Una vez que asumió al poder el Movimiento Nacionalista Revolucionario (MNR), esta estuvo sumergida en concebir la lógica amigo/enemigo. Es decir, neutralizar a todo opositor o crítico al régimen a través de la persecución y la reclusión. Para ello fue dividida en dos secciones. Una dependiente de la Brigada Departamental de Policías, y la otra, operaba en la Dirección General de Policías. Ambos organismos cumplían la misión de ejercer un estricto control y vigilancia sobre toda  actividad política de sus opositores: PURS, FSB, el PCB, igualmente, se vigilaba celosamente a los comerciantes y a los periodistas. Una de las paraguas jurídicas fue el Decreto Supremo N° 01619, que autorizaba el funcionamiento legal-administrativo de las prisiones militares o los “campos de concentración”. La viva representación de la “banalidad del mal” estuvo encarnada por el Control Político del MNR, que eran burócratas de bajo rango que acataban sumisamente órdenes superiores. Los testimonios de las víctimas identifican a sus principales verdugos: Luis Gayán, Adhemar Menacho, Jorge Orozco y Claudio San Román.

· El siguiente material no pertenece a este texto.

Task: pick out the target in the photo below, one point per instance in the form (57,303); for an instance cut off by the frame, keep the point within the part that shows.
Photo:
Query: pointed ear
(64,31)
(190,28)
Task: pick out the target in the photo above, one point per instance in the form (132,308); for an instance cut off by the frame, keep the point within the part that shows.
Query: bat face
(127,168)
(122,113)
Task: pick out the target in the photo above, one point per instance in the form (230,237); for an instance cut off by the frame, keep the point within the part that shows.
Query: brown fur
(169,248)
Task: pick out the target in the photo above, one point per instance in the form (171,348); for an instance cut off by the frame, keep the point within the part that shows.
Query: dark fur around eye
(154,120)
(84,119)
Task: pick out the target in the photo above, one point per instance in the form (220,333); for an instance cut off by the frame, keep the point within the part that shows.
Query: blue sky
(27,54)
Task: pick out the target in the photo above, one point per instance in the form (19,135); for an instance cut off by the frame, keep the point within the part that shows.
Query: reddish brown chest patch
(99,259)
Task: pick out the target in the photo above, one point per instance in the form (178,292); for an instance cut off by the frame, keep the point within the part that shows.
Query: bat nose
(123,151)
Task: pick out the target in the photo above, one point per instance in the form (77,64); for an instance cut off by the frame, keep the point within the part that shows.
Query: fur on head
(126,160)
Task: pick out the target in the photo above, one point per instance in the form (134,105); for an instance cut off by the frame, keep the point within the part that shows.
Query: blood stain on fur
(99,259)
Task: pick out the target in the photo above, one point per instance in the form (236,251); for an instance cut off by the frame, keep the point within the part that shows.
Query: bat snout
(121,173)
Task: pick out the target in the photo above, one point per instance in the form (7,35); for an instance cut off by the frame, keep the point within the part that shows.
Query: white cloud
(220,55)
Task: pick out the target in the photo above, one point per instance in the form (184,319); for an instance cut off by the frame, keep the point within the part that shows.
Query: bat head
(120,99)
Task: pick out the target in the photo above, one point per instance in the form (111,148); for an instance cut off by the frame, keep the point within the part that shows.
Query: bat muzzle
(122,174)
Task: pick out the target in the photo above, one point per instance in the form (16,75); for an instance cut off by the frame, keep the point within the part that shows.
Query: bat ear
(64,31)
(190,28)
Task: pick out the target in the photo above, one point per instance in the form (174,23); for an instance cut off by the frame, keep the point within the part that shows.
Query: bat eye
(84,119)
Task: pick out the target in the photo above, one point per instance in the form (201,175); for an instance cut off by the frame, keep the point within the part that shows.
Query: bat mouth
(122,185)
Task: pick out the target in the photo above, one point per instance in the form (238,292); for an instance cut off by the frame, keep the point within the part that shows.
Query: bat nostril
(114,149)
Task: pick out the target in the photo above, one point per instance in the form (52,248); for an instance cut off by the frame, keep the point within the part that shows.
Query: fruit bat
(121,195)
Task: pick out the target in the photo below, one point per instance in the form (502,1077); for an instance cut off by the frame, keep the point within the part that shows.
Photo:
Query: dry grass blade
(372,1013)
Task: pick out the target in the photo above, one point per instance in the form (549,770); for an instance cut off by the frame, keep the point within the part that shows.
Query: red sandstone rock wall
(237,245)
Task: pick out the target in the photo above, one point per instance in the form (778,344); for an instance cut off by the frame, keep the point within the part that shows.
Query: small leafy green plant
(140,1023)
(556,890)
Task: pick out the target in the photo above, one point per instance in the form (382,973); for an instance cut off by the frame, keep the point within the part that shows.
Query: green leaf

La historia del nacionalismo revolucionario del 52, es también es la “historia no esclarecida” sobre los campos de concentración en Bolivia, que representa la violación sistemática a los Derechos Humanos y la instrumentalización del derecho, todo ello consumado por los “hombres-lobo” o los “hombres-máquina”, este último término acuñado por Harry Mulisch, que alude a todas aquellas personas que obedecen ciegamente su accionar a una maquinaria del horror como meros engranajes, pero, estos subalternos (personas inofensivas en la vida cotidiana), se resguardan en afirmar que sólo obedecían órdenes jerárquicas tutelados por la ley. Un tema que merece ser escudriñado, no sólo por ser un tema pendiente de la historia, sino, por su permanencia y preocupante actualidad.